The frenetic price swings continue in the oil market today, as prices push higher ahead of the EIA’s weekly inventory report, further buoyed by dollar weakness. Hark, here are five things to consider in oil markets today:
1) Not only are we seeing the rig count showing signs of life, but we are also seeing action on the oil and gas equity issuance front, and also in terms of M&A. In recent days, Marathon Oil Corp. has announced it is buying PayRock Energy Holdings LLC for $888 million. The acquisition of PayRock strengthens Marathon’s hand in an area of Oklahoma called the STACK (Sooner Trend, Anadarko Basin, Canadian and Kingfisher counties), gaining rights to drill 61,000 acres, where it is said that oil production is still profitable at $45/bbl.
In addition, QEP Resources Inc announced yesterday that it is spending $600 million to buy 9,400 acres in the Permian Basin. Combine this purchase with Newfield Exploration’s acquisition of 42,000 acres in the STACK from Chesapeake Energy last month for $470 million, and it would appear that an oil price back in the vicinity of fifty dollardom is stirring up activity in the oil patch once more.
2) Signs of product demand weakness are appearing both in the near-term and on the horizon this week; first we have had Wood Mackenzie projecting that electric cars could cut gasoline demand by as much as 20% over the next two decades. (Given the pace of technological development, a drop of such a magnitude doesn’t seem beyond the realms).
Meanwhile, in the present, ongoing signs of slowing from the U.S. industrial sector is manifesting itself in trucking stocks. The trucking industry has been dealing with overcapacity and weaker demand for the last year and a half; continued deterioration in industrial production is only exacerbating this. Industrial production has now declined on a year-over-year basis for nine consecutive months, and lower forward guidance by trucking companies means their share prices are getting clobbered. While gasoline demand is set to be dented over the longer term, diesel demand is likely to be under pressure in the present.

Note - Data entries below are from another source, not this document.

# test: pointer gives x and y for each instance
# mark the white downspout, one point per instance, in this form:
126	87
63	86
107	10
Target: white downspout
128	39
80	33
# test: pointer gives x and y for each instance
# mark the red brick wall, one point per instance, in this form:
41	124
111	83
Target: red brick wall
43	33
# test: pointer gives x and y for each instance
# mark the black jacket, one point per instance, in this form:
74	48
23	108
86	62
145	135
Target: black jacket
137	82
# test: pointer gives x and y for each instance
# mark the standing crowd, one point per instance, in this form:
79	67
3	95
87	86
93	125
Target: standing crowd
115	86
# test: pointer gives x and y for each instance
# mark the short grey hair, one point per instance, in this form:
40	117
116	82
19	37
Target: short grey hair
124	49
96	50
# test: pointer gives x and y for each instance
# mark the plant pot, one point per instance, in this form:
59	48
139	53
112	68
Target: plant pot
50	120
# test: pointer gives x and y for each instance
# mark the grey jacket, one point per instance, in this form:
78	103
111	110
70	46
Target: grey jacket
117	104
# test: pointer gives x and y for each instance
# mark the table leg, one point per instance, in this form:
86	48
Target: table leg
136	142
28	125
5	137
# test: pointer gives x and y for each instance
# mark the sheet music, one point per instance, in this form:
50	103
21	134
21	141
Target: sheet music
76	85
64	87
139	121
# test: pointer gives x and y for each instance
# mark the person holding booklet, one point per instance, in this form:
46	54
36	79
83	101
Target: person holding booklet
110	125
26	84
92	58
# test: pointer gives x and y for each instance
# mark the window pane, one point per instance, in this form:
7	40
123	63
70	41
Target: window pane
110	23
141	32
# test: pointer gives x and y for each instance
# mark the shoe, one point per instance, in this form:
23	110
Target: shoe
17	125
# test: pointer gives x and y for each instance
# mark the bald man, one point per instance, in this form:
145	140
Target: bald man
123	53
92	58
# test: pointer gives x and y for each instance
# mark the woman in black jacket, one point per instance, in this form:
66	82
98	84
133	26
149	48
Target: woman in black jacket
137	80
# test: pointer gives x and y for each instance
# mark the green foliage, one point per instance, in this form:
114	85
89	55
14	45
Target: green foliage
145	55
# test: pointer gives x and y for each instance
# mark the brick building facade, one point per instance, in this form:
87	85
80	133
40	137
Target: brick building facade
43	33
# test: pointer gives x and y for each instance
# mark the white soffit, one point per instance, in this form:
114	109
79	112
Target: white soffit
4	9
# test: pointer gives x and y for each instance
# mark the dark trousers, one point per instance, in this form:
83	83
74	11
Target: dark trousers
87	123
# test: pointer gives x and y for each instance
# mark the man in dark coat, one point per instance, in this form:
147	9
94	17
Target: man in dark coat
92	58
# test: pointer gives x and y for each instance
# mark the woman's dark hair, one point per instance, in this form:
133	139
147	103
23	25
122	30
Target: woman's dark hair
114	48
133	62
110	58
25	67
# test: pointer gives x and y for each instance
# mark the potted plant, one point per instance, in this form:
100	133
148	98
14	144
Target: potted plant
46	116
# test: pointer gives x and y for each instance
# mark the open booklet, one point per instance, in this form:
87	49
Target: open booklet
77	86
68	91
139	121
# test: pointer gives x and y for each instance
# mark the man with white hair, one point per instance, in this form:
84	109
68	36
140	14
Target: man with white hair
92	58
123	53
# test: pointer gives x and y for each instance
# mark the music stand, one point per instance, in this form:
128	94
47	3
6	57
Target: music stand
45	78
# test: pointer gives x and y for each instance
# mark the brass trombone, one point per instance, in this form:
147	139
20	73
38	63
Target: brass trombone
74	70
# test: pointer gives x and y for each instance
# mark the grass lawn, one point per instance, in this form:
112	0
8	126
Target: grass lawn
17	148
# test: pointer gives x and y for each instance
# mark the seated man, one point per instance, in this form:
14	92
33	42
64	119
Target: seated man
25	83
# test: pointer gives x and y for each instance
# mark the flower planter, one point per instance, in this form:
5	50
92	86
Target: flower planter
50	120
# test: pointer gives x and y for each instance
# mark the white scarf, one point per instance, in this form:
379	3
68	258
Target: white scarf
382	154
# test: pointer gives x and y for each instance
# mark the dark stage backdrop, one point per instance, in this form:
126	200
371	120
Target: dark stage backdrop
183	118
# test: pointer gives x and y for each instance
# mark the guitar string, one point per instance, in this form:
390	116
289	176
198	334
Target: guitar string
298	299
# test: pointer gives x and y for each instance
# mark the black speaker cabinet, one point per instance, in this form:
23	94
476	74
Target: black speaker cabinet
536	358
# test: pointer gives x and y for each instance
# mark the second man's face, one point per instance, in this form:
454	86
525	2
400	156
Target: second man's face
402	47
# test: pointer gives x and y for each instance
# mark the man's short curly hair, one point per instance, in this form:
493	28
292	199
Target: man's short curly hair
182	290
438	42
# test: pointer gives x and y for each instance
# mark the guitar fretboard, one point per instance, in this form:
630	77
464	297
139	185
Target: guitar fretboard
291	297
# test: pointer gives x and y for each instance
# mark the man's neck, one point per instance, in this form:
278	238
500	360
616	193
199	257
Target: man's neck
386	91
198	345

3) Over the last year and half we have seen increasing flows of both Arab Gulf and West African crude to the U.S., rising to over 2.3 million barrels per day last month – the strongest level of imports since April 2014.
While flows from Saudi Arabia and Nigeria lead the charge from the respective loading regions, we have seen pockets of strength elsewhere in recent months. Increasing volumes of heavy sweet Chadian Doba have been arriving on both the East and Gulf Coasts (hark, 130,000 bpd last month), while medium sour Omanian crude has been making its way to the U.S. West Coast for three consecutive months after a near-three year hiatus.
4) As Brexit decision day is nearly upon us (stay strong, my friends – it’s nearly over), the chart below highlights how both the bookies and the S&P500 point to a ‘remain’ vote. Odds were as low as 63 percent last week, but have now risen since to a 79 percent likelihood for staying. Seems a good bet.
5) Finally, the chart below illustrates the crazy pace of Chinese oil stockpiling. US inventories at a nine-decade high pale in comparison to China’s 350+ million barrel accumulation of crude stocks since mid-2014.